What did everyone look for on eBay? Searching for "anatomic girth" is likely much cheaper than a specific brand. Maybe the billets could be adjusted?


----------



## loosie (Jun 19, 2008)

Aha! I searched for 'shoulder relief girth' & think the cheapest was about $180AU + p/h. Searching 'anatomic girth' found me ones starting at(well there were cheaper but didn't look the same) $76 from the States. P/h for me would be $35 coming from there but a heap cheaper than other options. 

But I agree with you Yogi, that if the saddle always rides forward like that it's likely a saddle fit issue & a special girth will just be a bandaid & perhaps not so effective & having it's own issues if it is applied for this prob. Therefore I wouldn't fork out for one, but look instead at how the saddle might be able to be adjusted to fit better - as mentioned, billet placement is one thing. Ditto for a crupper too. If it were always tight to hold the saddle in place, it will cause other issues(pressure sores for eg). If however, the saddle were generally fine, only 'rode up' when going down steep hills or such, then I'd opt for a crupper.

A major issue with my Mr Fatso's saddle riding up is that it's treeless - there is no structure to keep it in place. But the design of it & placement of the panels means there's no real pressure on his shoulders anyway. Treeless aren't the 'be all & end all' that they're often advertised/touted as, not without their own issues, but I'd rather(because my horses indicate they would rather) a treeless over an imperfectly fitting rigid saddle any day. That may be something for you to consider, as you'd probably get one for around the price of one of those fangled girths anyway.

I'd love to buy a well fitting treed saddle mine could be comfortable in. But for one, I'm not rich & I aim to get his weight down, so he will change shape & whatever fits him now will not when he is less fat/more muscle. One huge thing about saddles often overlooked, being on a live animal, you DO have to check frequently & be prepared to adjust/replace them, because bodies change over time/seasons so just because it fit him well once doesn't mean it always will. It's not a 'set & forget' kind of thing.


----------



## Banjo4blue (Feb 12, 2018)

loosie said:


> But I agree with you Yogi, that if the saddle always rides forward like that it's likely a saddle fit issue & a special girth will just be a bandaid & perhaps not so effective & having it's own issues if it is applied for this prob. Therefore I wouldn't fork out for one, but look instead at how the saddle might be able to be adjusted to fit better - as mentioned, billet placement is one thing. Ditto for a crupper too. If it were always tight to hold the saddle in place, it will cause other issues(pressure sores for eg). If however, the saddle were generally fine, only 'rode up' when going down steep hills or such, then I'd opt for a crupper.
> [/QUOTE
> 
> Due to my pony's conformation, almost any saddle I got for him would probably ride forward after hills and jumping. I only started noticing my saddle went to far forward since we started jumping and doing very hilly trails, because it is not a problem on the flat. I would love to get a new saddle, but I could not afford one, that's why I'm trying to find a simple solution that won't cost a lot.


----------



## loosie (Jun 19, 2008)

> almost any saddle I got for him would probably ride forward after hills and jumping.

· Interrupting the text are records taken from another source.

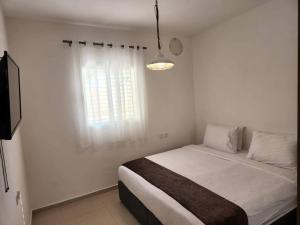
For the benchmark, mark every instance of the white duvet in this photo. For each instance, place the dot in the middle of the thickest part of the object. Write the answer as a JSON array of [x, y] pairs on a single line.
[[265, 192]]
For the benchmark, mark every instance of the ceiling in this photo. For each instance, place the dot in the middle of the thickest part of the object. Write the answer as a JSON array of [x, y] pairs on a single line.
[[185, 17]]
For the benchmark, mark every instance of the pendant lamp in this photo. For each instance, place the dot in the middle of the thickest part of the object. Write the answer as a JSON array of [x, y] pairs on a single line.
[[160, 62]]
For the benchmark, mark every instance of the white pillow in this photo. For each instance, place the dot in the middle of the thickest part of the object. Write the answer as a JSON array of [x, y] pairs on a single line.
[[277, 149], [222, 138]]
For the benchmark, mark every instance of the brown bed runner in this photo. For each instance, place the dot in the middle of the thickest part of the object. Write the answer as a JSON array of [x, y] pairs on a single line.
[[206, 205]]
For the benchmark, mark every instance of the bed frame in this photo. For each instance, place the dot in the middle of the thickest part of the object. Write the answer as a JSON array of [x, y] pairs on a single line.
[[146, 217]]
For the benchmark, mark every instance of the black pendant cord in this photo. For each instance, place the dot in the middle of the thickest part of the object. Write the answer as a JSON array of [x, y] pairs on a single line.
[[157, 24], [4, 167]]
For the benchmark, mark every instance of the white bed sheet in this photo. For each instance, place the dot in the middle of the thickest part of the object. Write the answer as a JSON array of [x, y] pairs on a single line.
[[265, 192]]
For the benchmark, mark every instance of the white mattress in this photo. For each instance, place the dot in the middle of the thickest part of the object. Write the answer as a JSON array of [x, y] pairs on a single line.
[[265, 192]]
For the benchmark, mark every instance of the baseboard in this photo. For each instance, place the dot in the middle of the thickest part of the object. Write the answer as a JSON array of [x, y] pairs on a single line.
[[57, 204]]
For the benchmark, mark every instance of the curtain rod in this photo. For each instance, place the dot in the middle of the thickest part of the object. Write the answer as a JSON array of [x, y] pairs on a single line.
[[70, 42]]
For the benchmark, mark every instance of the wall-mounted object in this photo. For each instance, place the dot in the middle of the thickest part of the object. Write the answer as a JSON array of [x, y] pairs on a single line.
[[10, 97], [176, 46]]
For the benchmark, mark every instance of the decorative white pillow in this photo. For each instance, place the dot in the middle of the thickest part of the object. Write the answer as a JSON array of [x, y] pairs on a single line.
[[277, 149], [222, 138]]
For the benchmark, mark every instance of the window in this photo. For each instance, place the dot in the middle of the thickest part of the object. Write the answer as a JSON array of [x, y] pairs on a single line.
[[110, 95], [109, 98]]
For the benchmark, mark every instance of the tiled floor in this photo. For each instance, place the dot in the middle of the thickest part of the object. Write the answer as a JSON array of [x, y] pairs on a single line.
[[101, 209]]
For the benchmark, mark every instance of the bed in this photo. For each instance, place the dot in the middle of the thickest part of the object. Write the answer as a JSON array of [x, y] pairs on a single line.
[[267, 194]]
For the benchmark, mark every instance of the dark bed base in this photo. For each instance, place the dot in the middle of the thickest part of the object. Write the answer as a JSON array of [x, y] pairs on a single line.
[[146, 217]]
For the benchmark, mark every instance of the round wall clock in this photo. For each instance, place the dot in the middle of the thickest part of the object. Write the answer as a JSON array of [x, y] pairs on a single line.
[[176, 46]]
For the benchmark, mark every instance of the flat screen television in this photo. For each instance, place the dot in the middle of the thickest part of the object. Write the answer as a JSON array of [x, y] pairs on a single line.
[[10, 97]]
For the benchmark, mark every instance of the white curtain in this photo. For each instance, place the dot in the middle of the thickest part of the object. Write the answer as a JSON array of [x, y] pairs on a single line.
[[109, 95]]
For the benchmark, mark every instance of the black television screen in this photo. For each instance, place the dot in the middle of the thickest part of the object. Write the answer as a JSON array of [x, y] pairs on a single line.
[[10, 97]]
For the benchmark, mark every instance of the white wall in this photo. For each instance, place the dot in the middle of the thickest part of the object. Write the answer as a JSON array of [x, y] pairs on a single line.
[[245, 70], [57, 169], [10, 212]]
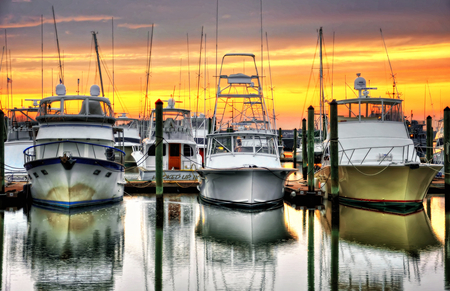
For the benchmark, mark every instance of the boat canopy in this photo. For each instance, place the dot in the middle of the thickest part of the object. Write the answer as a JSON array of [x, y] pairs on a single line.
[[366, 109], [75, 108], [243, 143]]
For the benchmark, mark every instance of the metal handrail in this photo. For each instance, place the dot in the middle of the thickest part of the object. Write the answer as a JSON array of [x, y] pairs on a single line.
[[29, 153]]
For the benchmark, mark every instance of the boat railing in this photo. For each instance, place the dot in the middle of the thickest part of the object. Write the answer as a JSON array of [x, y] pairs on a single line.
[[71, 148], [369, 155]]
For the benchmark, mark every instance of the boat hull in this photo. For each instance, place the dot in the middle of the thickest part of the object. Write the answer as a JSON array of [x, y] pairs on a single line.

Yeah, saddle fit IS a difficult process - we all sympathise with you there. I don't agree that you couldn't possibly find one that fit him tho. I wonder how many you've tried, to say that. I personally did try a number of saddles on one of my boys, before I gave up - because I couldn't afford an exxy, custom made job - and went treeless. Wish I'd done that earlier! The one that I was talking of earlier though, a Wintec with an extra wide gullet was good for him... until he got really rotund. As said, IF it's truly only a prob on steep hills tho, that's different tho & that's where I too would use a crupper.



> I only started noticing my saddle went to far forward since we started jumping and doing very hilly trails, because it is not a problem on the flat.


So the pics in this & your other thread are all after jumping/steep downhills? You need to fix the saddle immediately after you do these things then.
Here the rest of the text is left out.